EFFECTS OF A LOW-BIRTH-WEIGHT INFANT FORMULA CONTAINING HUMAN-MILK LEVELS OF DOCOSAHEXAENOIC AND ARACHIDONIC ACIDS

Long-chain (LC) polyunsaturated fatty acids (PUFA) (LCP) are considered conditionally essential nutrients for low birth weight infants (LBWI). Therefore, enrichment of LBWI formulae with metabolites both linoleic (omega-6) and alpha-linolenic (omega-3) acids at levels typical for human milk has been recommended. However, previous feeding trials with LCP-enriched formulae evaluated only a dietary supplementation with omega-3 LCP from fish oils alone or with both omega-3 and omega-6 LCP at levels considerably lower than usual human milk contents. We studied the effects of an LBWI formula providing the major omega-3 and omega-6 LCP, docosahexaenoic and arachidonic acids, in amounts similar to those in average human milk. Twenty-seven LBWIs were enrolled in this study when they tolerated full enteral feeding (greater than or equal to 130 mi milk/kg/day). Infants either received their own mother's milk (n = 8, birthweight 1218 +/- 146 g, gestational age 30.2 +/- 1.5 weeks, mean +/- SD) fortified with protein and minerals (FM-85, Nestle Ag, Munchen, Germany; dosage 5 g/100 mi milk) or were randomly assigned to blinded batches of an LBWI formula (Prematil, Milupa AG, Friedrichsdorf, Germany) without LCP (n = 10, 1280 +/- 229 g, 31.1 +/- 3.1 weeks) or with LCP (n = 9, 1253 +/- 334 g, 30.4 +/- 3.3 wks.).
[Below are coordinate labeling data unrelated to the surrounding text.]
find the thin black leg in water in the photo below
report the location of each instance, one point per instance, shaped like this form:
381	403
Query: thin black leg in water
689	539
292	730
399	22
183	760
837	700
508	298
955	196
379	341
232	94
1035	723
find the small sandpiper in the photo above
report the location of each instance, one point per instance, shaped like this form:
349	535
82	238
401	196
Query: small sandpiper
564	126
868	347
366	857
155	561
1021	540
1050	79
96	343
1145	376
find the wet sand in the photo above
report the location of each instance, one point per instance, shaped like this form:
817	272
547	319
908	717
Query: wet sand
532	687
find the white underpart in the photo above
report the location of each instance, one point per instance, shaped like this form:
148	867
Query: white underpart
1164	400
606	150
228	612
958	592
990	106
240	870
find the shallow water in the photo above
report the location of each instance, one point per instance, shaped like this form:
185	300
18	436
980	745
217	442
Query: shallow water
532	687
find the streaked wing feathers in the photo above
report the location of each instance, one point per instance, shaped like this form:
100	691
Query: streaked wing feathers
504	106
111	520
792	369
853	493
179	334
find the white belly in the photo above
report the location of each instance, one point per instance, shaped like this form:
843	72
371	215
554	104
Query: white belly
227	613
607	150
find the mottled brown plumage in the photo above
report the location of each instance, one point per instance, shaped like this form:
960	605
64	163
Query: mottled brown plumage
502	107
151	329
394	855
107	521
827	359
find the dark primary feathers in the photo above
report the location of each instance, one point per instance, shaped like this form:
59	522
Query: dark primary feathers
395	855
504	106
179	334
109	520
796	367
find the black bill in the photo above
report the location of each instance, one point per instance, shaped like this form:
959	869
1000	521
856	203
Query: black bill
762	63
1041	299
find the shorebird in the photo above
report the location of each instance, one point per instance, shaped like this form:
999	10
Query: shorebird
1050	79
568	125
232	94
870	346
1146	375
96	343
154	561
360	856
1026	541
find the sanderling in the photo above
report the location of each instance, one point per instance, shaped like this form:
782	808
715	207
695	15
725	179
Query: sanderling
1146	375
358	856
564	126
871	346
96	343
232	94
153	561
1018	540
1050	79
During the study period of 21 days, the three feeding groups did not differ in growth and feeding tolerances as assessed by occurrence of gastric residuals, spitting, or abdominal distention; however, firms stools were noted more frequently in the two formula groups. Compared to infants fed human milk, those on formula without LCP showed significant depletion of plasma phospholipid arachidonic acid (reduced to 74% of levels found in infants fed human milk) and, even more marked, of docosahexaenoic acid (reduced to 64%) as well as total LCP (74%), within 3 weeks of full enteral feeding. In contrast, infants receiving the LCP-enriched formula achieved an LCP status equal to that of human milk-fed babies. Results indicate that LBWI absorb formula LCPs and incorporate them into endogenous phospholipids. There were no adverse effects of LCP enrichment on vitamin-E status. We conclude that the LCP enrichment of the formula used in this study was well tolerated, did not interfere with short-term growth or vitamin-E status, and provided sufficient amounts of essential fatty acids to match the omega-3 and omega-6 LCP status of infants fed human milk.